The meaning of things can fall into history, even when the artefact itself persists. Like why we shake hands. Or give three kisses on the cheek. Or bow. Rituals, embedded in our culture, but not in any sense natural behaviours. They are invented, created, adopted and persist, even when the original logic and thinking of their origins has gone, faded by time.
I was talking about this with a friend a few weeks ago, whilst on a video Hangout with her team. The emergence of a sign language, shared and used by the community was nonetheless new to me. Clear and obvious gestures, but as i was speaking, and suddenly saw movement on ten screens, people with thumbs up, it almost caused me to stop. It was a gesture of support, of agreement, and i’d recognise it from everyday use, but i realised the coordination and utilisation within this team was natural, simply an extension of spoken language into their everyday communication. And equally apparent was that the gesture is not widely used within my own distributed team: interesting indeed that our ‘habit’ is to turn video off and stick to audio.
So we lack two layers: the visual engagement of people nodding (or sleeping) and the gestural language layers that can surround the formal. Not peripheral, you understand, but integral to the communication.
This week, we are together in Wales, co-working in a farmhouse for a few days. A rare opportunity to sit in the same physical space. As we sat yesterday, we dialled in an absent friend on Hangout, from Belgium. She presented a great session and we turned on our video to wave and clap, at which point she introduced a new ritual: she shared that in a festival community she belongs to, people show appreciation by rubbing their hands together fast. As if you are warming them up. So we all rubbed our hands and it stuck! All day we replaced clapping with rubbing and, today, we continued our new tradition as a new member joined us.
And promptly wondered what on earth we were doing.

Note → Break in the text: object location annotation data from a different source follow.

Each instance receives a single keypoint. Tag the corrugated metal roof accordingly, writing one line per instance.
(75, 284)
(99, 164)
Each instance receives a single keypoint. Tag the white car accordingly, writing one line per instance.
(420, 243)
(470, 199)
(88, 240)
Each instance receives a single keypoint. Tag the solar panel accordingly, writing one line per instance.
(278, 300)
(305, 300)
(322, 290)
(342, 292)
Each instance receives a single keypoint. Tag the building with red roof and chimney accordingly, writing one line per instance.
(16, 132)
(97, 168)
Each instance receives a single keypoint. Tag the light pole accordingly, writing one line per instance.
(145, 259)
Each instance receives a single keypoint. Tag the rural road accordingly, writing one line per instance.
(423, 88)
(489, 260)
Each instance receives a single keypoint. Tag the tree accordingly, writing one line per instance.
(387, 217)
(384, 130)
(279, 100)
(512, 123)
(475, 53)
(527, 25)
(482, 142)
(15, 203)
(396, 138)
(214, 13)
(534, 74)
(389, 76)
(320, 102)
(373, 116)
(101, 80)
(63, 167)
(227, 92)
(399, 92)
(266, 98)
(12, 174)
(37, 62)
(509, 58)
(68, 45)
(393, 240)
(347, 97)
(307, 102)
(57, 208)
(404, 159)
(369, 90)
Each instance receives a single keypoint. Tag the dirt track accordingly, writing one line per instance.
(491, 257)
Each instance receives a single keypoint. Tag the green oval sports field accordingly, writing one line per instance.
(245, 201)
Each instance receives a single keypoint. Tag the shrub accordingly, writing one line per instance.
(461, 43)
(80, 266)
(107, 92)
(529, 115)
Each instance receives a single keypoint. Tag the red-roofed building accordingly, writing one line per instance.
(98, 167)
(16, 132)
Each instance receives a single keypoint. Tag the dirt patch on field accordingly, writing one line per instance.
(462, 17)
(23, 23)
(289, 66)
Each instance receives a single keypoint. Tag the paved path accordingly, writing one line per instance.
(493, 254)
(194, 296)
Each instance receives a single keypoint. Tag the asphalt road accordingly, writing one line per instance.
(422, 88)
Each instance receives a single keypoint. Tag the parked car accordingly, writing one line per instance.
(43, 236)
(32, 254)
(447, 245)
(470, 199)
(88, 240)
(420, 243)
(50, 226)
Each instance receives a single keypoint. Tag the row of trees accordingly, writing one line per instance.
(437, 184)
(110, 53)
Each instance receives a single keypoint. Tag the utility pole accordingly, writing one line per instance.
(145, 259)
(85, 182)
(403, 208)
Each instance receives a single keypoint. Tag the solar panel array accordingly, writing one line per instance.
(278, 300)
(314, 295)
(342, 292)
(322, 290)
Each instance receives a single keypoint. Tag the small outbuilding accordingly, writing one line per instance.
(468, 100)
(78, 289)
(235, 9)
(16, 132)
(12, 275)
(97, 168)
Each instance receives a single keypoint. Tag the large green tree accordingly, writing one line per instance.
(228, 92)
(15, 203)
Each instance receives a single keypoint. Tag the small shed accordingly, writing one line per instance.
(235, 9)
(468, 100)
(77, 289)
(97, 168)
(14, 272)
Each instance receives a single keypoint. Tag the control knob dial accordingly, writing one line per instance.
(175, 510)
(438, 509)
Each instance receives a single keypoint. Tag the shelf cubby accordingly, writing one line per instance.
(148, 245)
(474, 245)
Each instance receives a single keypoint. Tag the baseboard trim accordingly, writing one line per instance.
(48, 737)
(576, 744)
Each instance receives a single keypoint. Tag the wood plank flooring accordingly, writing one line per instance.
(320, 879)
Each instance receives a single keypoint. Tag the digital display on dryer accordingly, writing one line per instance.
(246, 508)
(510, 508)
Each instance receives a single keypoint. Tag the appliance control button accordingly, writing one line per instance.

So much meaning is contextual, is learnt. We forget how easily communities can become exclusive, can develop rituals which isolate them, or indeed, empower them. These things are not accidental: we have to pay attention and, sometimes, nurture them.
In our own team, i think we need to use our video more, even when it’s not ‘needed’, but rather because we are missing a contextual layer of communication without it. And it made me think more widely, about how the well connected team my friend works in may be more highly functioning by sharing strong rituals and shared languages beyond the simply verbal or written.
I often counter the notion that face to face is better than virtual: it’s simply a retreat to what we know. it may not necessarily be true, or necessarily be true in it’s entirety. It may simply be that communication in these different spaces is, well, different. But that doesn’t mean we can’t nurture and develop it through paying attention to the rituals and languages that we may be missing.
My somewhat neglected draft manuscript for the book on music and learning explores some ideas around this: about the way we communicate in ways beyond simply words. Ways that we use gestural and tonal elements to our communication that enhance it in many ways. It’s not always what we say in pure words, but rather in the ways we communicate in words, in music, in movement, in it’s entirety that count.
Communication seems so simple, and yet it’s so easily eroded. Because it’s so tolerant of decay, because we are so resilient to degraded signals, like bad phone lines or noisy environments, we forget that it may still be far stronger if we make the effort to elaborate and enrich it, through every channel.